The autumn rains came early, along with an unusually chill wind down the mountains. Campione stood in the doorway, studying the misty hillside as the rain poured over the eaves. He coughed, that hacking cough that had never really gone away since the night he first came to her door, wet and miserable.

“I wonder,” he said, once he regained his breath, “if perhaps we should spend this winter at my house, on the other side of the island.”

 _His_ house?

Of course she understood that he had to have come from somewhere. The clothes he had been wearing when he showed up on her doorstep, though filthy and tattered, were well crafted, of good fabric. The books, the knives – all these things spoke of a finer life somewhere, before her and her goats and her village. And he was thin, so thin, despite all the cheese and eggs, butter and milk, bread and meat and honey continuously pressed upon them by grateful neighbors. And yet –

His house, his world, whatever that world was before he became a part of hers. That world, and whoever belonged to the name he still sighed sometimes in his sleep. Would he still -

He coughed again, hawking wet phlegm out into the dooryard. The chickens fluttered away, squawking.

“We’ll need to borrow a cart, and a driver to bring it back," Sofia said. " I’ll ask Anselmo to lend us one of his sons."

*****

"Can't this thing go any faster?" Campione kept asking, but donkeys will only go as fast as they will go.

Campione kept craning his neck, scanning the hillsides, thrumming his fingers on the wooden seat, impatient as a child. Finally something must have inspired the donkeys, for they picked up their pace, madly careening around a curve, nearly running over a boy and a flock of goats.

"You idiot!" Campione started, but then, "Niko! Is that you?" he gasped. To Sofia's amazement the boy stared a moment, and cried then out, "Lord Alec! You've come back!" ( _Lord Alec?_ )

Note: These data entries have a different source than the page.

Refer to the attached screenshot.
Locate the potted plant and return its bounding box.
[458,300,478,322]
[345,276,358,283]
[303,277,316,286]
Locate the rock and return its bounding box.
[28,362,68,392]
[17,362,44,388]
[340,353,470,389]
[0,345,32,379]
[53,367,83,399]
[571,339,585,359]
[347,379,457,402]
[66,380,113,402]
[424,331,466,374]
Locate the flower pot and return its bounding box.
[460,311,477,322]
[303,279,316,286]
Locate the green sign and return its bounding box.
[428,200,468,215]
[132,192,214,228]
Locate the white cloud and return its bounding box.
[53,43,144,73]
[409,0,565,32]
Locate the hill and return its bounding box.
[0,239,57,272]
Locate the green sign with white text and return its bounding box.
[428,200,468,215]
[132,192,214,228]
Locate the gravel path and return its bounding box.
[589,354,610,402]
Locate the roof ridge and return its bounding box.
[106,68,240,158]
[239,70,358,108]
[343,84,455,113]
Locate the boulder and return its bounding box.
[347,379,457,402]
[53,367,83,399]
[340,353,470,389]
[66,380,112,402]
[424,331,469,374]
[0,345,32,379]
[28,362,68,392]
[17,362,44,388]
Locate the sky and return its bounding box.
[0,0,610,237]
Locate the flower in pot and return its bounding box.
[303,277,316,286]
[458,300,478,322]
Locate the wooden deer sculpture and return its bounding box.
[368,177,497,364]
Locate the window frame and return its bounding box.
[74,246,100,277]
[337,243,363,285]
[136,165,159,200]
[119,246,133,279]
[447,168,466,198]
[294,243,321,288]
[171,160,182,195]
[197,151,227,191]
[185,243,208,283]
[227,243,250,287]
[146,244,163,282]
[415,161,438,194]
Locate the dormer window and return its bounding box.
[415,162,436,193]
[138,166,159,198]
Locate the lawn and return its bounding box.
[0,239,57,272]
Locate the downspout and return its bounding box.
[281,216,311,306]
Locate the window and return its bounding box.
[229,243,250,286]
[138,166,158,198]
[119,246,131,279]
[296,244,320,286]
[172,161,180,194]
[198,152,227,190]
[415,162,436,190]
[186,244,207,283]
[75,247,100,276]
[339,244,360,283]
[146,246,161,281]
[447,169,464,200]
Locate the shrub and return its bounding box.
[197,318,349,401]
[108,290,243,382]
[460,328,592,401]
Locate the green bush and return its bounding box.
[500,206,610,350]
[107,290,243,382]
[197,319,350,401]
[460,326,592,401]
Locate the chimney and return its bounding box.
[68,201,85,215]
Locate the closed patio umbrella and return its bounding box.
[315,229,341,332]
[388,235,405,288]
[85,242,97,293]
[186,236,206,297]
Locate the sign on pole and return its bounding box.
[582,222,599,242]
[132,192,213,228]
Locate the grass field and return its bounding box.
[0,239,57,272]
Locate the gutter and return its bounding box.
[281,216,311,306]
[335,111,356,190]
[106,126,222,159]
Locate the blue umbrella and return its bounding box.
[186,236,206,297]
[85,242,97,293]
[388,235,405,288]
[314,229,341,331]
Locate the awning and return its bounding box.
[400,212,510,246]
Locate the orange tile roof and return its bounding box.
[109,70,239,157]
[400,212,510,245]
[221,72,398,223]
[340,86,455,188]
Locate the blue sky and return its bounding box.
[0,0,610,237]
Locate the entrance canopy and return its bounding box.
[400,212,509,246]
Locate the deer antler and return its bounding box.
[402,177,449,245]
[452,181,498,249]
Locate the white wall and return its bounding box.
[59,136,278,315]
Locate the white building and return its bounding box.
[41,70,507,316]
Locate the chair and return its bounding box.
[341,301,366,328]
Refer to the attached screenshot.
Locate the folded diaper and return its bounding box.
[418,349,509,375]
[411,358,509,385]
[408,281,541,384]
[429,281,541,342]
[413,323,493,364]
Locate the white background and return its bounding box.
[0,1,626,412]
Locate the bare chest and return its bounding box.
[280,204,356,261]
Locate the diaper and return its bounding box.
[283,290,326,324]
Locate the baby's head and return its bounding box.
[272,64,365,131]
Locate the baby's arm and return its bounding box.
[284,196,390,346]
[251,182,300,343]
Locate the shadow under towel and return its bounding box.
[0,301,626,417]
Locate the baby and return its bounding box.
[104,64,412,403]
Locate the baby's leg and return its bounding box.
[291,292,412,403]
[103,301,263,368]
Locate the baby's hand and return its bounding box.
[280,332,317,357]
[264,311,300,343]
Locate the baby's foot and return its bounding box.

"I have indeed," Campione replied. "Now, I want you to run up to the house and tell Marina we are on our way. Have her light the fires in every room, and heat up some wine. And supper! Fish, with fennel and garlic and dill, the way she always makes it. I've missed it. Greens if she has any. No goat. Anything but goat."

"Marina's dead, but Nedra has been keeping care of the house. I'll go tell her. I'm not sure if she has any fish, or fennel. I'll ask." Waving his stick, he and the goats dashed down the road.

Campione looked at Sofia and shrugged. "He used to be much smaller. And so did the goats."

*****

While Campione slept, Sofia explored, tiptoeing through the house like a thief.

Exquisite wall hangings, bronze figurines, tableware and glassware more delicate than anything she had ever seen. One bare-floored room was completely empty except for wooden chests containing swords and knives, carefully wrapped in oilcloth, the scent of clove oil lingering like a memory. She was surprised, never having imagined Campione as devoted to swordplay, but clearly, there was much about him that she did not know.

And books – so many books! Gold-stamped leather bindings, marbled endpapers, embroidered silk page markers. Some of the books consisted mostly of beautifully detailed illustrations: odd machines, mysterious animals and birds, elaborately dressed men and women. Others were words only, incomprehensible to her – Campione’s native language. The books were not enshrined in a single room but strewn all over the house, overflowing the bookcases, stacked on the floor next to a cushioned chair by the fireside, lying face-down on a bedside table, all of them seeming to be suspended in time, waiting. _How could he have borne to leave all this?_ But then, remembering his bitter grief, she understood that it was not his possessions that had held him to the white house above the sea.

*****

She didn’t want to gossip, she really didn’t, but it was so hard on those long rainy afternoons not to sit in the kitchen, drinking mint tea while Nedra kneaded bread and shelled dried peas.

“We had never seen anything like them. Of course, men loving men was no surprise to us." (Sofia nodded, trying to look wise. _A man's name, then. Reechard._ ). "But the money they spent! It flowed like rain, a blessing to our village, so we could overlook their quirks. They always went to bed early and got up late. The Master practiced the sword for hours each day, while Lord Alec read or studied the bees or the weather or played card games by himself."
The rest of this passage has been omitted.